Femtosecond laser-induced breakdown spectroscopy (fs LIBS) experiences a growing number of applications. We used a fs double pulse (DP) laser system to enhance the line intensities and we quantified the major mechanisms responsible for intensity enhancement in fs DP LIBS. The laser-induced plasma was excited by a 400 nm pulse and a delayed 800 nm pulse focused on metallic and oxide materials. The 400 nm pulses were produced by frequency doubling of the fundamental laser pulses at 800 nm. The laser radiation not converted by second harmonic generation was used as the 800 nm pulses.
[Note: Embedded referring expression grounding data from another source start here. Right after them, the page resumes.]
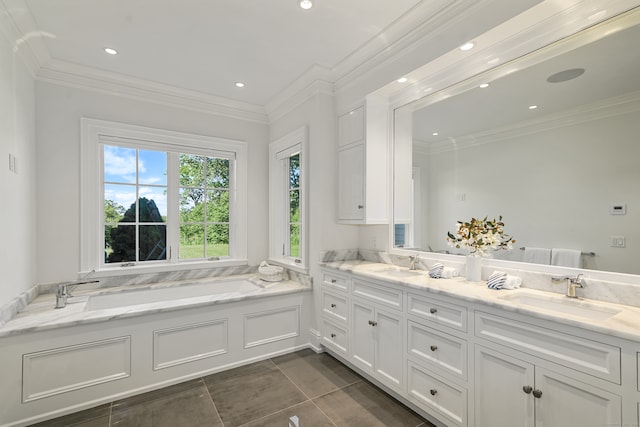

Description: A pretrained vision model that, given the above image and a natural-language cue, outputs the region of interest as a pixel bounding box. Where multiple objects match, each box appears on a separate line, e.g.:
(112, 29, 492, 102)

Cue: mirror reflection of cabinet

(337, 97, 389, 224)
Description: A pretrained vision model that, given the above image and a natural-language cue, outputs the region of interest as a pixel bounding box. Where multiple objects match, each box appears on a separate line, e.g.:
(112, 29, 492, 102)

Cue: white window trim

(80, 118, 248, 276)
(268, 126, 308, 272)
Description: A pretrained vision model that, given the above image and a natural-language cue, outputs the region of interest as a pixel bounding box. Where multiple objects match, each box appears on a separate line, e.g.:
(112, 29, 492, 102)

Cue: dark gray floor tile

(203, 359, 308, 427)
(271, 349, 362, 398)
(238, 401, 334, 427)
(313, 381, 425, 427)
(28, 404, 110, 427)
(111, 380, 221, 427)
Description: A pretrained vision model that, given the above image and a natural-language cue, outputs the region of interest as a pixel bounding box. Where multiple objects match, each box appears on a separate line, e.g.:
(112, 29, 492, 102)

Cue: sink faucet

(408, 254, 419, 270)
(55, 280, 100, 308)
(551, 274, 584, 298)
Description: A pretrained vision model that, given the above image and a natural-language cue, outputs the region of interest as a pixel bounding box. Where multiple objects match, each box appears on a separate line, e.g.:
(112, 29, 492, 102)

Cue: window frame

(269, 127, 308, 271)
(81, 118, 247, 275)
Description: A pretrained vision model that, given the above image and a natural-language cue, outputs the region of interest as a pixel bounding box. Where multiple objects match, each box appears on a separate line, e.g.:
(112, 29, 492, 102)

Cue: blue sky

(103, 145, 167, 216)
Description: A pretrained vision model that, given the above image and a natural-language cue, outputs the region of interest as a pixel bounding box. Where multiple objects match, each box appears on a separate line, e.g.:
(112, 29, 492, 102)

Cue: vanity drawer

(322, 290, 348, 324)
(475, 311, 621, 384)
(408, 293, 467, 332)
(322, 270, 349, 293)
(408, 321, 467, 381)
(407, 361, 466, 427)
(352, 278, 403, 311)
(321, 319, 348, 355)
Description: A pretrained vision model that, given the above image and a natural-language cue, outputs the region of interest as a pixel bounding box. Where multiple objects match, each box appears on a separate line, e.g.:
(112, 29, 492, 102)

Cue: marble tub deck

(0, 274, 311, 338)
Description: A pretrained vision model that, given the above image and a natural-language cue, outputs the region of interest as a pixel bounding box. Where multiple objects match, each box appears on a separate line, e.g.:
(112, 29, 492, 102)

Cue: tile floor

(31, 349, 434, 427)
The LIBS spectra and the time-resolved plasma parameters were measured as function of pulse energies and correlated to the volume of ablation craters and the amount of nanoparticles formed in the process. Our results showed that the fs LIBS line intensities measured with double pulse excitation IDP were much higher than with single pulse excitation ISP. The intensity enhancement on metallic Cu was IDP/ISP = 2–30 depending on the energy of the first fs pulse. The dominating mechanisms of DP intensity enhancement were the increased number of atoms in plasma N and the higher plasma temperature T. The increase of N was due to the larger volume of DP ablation craters. The atomization of nanoparticles by laser-plasma-particle interaction contributed much less. The intensity enhancement was highest at lowest energy of the first pulse. Fs DP LIBS may thus enable elemental imaging with improved lateral resolution, higher sensitivity and increased elemental contrast.